Microsoft has revealed that Chinese state-backed hackers are actively exploiting a “critical”-rated zero-day vulnerability in Atlassian software. The vulnerability affects Atlassian Confluence Data Center and Server, a widely used collaborative wiki system. Microsoft’s threat intelligence team, in a recent post on X (formerly Twitter), stated that it has observed a nation-state threat actor known as Storm-0062 exploiting the flaw. This actor has been previously identified by Microsoft as a China-based state-sponsored hacker.
Key Takeaway
Microsoft has detected Chinese state-sponsored hackers exploiting a critical zero-day vulnerability in Atlassian software. The vulnerability allows unauthorized access to Confluence servers, potentially compromising sensitive information.
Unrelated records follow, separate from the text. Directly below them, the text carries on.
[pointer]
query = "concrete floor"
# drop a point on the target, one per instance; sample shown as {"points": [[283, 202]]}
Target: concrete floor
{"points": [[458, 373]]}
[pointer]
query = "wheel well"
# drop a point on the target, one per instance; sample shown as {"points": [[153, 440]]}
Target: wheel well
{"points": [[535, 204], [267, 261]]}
Atlassian has released a patch and is urging all users to upgrade their systems to protect against this exploit.
Details of the Attack
Microsoft has observed the exploitation of the vulnerability, tracked as CVE-2023-22515, in the wild since September 14, well before Atlassian’s public disclosure on October 4. The exploitation of a vulnerability before the vendor has a chance to fix it is referred to as a zero-day attack. The flaw allows remote attackers to create unauthorized administrator accounts and gain access to Confluence servers, potentially compromising sensitive information.
Atlassian’s Response
Atlassian has updated its advisory to confirm that it has evidence suggesting that a known nation-state actor is behind the exploitation of the bug. However, the company has not specifically linked the attack to China. Atlassian is working closely with Microsoft on addressing the issue and has released a patch for the vulnerability. The company is urging all users to upgrade their systems as soon as possible.
Investigation and Impact
Atlassian has reported receiving reports of exploitation from a handful of customers, but the scale of customer compromise is still unknown. The company has not disclosed whether any data theft has occurred as a result of the vulnerability. Atlassian is actively investigating the situation and is encouraging customers to share evidence of compromise to assist in their efforts to resolve the issue.